Make a commitment to act, right from the get go Data is only as strong as the muscle power that turns findings into action. Your organization’s muscle power is the CEO and executive. Nab their interest from the very first moment survey discussions reach the boardroom table. Hammer home the necessity to act on results. Relay the goals and objectives of this business tool to mid and front-line managers, explaining their post survey role. When survey findings are in, reiterate the duty to champion change. Nail down collective buy-in.
Create an accountability plan Identify what needs doing post survey. Pre-define a step-by-step process. Clarify roles and responsibilities - who will take on what, when, why and how. Involve everyone - from the bottom up and top down. Set guidelines with clear expectations and timelines.
Provide training and support Plan training to help leaders and managers understand their data. The last thing they need or you want is analysis paralysis. Provide information and tools for feedback meetings. Develop descriptions and samples of effective action plans. Identify and develop mechanisms for those needing extra support (i.e.: facilitation skills training, individual coaching).
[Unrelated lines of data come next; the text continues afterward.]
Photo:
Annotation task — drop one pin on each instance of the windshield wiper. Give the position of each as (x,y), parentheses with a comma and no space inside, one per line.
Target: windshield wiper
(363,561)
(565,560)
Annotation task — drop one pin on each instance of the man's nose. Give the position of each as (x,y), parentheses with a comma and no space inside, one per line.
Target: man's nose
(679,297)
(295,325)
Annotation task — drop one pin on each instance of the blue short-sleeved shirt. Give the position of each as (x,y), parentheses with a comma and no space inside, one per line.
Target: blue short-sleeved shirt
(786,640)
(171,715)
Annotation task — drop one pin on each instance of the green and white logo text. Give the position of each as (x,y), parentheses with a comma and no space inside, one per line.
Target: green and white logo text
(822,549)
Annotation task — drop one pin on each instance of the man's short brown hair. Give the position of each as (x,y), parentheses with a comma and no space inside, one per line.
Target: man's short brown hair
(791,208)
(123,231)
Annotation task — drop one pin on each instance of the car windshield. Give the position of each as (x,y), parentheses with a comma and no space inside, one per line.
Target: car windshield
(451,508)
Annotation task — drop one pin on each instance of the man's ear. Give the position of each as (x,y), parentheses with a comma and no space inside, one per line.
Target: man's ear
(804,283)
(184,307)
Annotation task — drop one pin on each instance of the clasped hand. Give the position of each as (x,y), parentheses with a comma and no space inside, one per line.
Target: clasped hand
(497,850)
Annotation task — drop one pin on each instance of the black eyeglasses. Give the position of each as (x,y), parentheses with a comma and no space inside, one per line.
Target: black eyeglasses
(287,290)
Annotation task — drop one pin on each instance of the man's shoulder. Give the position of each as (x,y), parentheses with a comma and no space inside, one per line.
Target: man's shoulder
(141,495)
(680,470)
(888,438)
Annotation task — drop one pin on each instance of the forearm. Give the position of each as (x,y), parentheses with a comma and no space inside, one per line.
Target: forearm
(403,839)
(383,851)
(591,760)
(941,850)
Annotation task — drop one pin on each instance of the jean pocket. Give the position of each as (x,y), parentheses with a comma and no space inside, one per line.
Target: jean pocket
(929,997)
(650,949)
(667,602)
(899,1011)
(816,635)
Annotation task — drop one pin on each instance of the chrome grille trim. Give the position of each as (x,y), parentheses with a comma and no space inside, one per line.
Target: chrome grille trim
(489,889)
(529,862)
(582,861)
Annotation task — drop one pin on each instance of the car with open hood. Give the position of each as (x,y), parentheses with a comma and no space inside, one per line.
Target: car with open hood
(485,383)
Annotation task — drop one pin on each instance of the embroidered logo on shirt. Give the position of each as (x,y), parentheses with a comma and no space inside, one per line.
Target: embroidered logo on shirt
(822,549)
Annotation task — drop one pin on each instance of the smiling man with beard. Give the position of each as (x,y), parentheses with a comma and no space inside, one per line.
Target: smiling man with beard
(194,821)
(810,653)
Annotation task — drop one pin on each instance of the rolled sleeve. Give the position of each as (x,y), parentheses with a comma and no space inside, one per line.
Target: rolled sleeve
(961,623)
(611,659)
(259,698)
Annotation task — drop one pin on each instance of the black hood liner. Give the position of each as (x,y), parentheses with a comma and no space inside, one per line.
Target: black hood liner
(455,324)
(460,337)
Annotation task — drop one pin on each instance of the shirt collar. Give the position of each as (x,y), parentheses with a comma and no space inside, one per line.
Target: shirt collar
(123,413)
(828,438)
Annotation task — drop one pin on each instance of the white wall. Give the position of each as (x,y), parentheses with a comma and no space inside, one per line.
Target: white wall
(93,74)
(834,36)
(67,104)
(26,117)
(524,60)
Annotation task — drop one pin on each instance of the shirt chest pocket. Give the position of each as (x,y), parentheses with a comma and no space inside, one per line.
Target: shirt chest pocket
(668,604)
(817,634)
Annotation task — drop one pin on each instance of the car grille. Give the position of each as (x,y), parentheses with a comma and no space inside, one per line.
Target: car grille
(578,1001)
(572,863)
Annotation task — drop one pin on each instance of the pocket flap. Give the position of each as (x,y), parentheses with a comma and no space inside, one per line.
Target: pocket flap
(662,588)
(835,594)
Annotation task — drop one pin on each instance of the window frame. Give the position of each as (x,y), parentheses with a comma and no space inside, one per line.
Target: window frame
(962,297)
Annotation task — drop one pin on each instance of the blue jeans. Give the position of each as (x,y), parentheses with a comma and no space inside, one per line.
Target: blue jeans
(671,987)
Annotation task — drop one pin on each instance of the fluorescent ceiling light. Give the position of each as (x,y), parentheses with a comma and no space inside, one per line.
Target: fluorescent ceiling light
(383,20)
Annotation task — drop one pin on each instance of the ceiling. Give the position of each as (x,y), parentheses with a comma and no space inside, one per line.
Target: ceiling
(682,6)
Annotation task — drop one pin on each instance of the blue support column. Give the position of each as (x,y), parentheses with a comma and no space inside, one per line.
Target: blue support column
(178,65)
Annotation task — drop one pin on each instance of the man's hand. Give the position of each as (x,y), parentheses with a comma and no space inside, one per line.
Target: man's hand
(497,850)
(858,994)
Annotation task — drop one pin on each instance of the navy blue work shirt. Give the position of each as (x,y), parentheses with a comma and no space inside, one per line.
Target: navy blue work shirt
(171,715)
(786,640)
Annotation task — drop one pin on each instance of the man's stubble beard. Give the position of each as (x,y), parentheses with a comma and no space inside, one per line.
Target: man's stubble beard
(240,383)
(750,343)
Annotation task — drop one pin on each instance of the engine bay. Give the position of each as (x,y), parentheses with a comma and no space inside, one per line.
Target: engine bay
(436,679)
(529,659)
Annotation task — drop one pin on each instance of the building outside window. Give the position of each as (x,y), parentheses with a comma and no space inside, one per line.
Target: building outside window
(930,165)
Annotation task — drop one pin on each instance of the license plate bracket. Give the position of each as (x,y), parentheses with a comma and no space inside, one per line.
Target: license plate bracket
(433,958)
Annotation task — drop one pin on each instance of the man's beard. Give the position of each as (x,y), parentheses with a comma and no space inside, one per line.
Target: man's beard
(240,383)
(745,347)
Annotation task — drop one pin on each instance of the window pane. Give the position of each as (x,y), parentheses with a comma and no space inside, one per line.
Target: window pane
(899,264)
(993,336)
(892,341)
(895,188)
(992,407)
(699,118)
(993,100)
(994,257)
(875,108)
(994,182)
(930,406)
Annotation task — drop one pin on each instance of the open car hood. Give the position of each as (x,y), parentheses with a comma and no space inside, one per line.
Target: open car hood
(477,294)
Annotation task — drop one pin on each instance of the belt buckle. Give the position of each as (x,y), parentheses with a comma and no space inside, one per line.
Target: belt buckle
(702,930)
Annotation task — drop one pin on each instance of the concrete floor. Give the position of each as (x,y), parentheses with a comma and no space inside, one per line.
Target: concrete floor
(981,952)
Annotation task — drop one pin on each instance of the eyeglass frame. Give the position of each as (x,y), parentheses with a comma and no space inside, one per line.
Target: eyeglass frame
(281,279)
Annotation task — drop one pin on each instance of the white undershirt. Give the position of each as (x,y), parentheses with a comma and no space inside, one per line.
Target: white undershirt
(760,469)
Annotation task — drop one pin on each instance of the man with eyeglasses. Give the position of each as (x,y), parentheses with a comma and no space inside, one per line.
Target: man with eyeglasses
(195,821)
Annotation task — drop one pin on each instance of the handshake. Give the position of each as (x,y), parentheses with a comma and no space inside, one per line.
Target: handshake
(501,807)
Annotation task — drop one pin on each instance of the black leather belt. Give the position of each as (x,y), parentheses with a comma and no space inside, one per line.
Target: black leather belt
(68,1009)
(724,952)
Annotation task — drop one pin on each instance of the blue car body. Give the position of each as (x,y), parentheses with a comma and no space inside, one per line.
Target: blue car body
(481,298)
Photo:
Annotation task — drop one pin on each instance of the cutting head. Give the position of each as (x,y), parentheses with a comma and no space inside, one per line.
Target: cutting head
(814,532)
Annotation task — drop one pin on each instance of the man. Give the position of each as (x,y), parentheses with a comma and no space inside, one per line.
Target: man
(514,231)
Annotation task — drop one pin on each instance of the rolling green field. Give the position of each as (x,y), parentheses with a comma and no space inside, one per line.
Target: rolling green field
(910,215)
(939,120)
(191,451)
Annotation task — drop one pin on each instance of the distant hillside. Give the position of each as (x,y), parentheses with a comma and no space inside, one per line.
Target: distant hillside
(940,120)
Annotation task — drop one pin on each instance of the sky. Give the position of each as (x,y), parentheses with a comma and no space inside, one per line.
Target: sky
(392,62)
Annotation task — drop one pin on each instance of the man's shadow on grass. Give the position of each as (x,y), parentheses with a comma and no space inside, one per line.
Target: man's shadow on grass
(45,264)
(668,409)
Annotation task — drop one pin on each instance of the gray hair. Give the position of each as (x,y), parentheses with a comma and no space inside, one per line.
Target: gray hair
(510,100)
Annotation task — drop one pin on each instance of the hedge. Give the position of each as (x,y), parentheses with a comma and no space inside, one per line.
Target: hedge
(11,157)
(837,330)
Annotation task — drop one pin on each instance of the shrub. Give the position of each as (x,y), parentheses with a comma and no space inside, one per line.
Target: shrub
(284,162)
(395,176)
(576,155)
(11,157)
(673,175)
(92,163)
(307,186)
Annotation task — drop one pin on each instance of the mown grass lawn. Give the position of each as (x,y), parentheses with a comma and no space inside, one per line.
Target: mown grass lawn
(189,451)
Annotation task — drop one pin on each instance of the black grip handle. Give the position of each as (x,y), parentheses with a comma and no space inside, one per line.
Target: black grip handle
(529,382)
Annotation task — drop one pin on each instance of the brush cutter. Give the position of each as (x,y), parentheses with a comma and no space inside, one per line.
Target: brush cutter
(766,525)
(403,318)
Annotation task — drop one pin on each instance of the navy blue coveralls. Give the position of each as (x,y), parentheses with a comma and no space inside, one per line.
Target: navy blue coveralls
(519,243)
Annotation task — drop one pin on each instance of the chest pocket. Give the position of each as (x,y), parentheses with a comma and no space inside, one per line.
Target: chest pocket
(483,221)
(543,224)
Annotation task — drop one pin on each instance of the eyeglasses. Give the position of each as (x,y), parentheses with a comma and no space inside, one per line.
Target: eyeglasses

Align action plans "Building a visionary company requires 1% vision and 99% alignment" - James C. Collins
Make sure everyone’s facing the same direction. Review and clarify organizational priorities and how business unit, department, team and individual goals align vertically and horizontally.
Track key action milestones Set and communicate key milestone/deliverable dates to keep everyone motivated and moving forward. Consider running a Pulse Survey six months post-engagement survey to maintain awareness and gauge employee attitudes towards what’s been happening.
Leverage tools and technology Encourage business unit/division and department meetings. Make use of technology-based and other communication tools to help leaders and managers share, collaborate and build employee engagement action planning across the organization.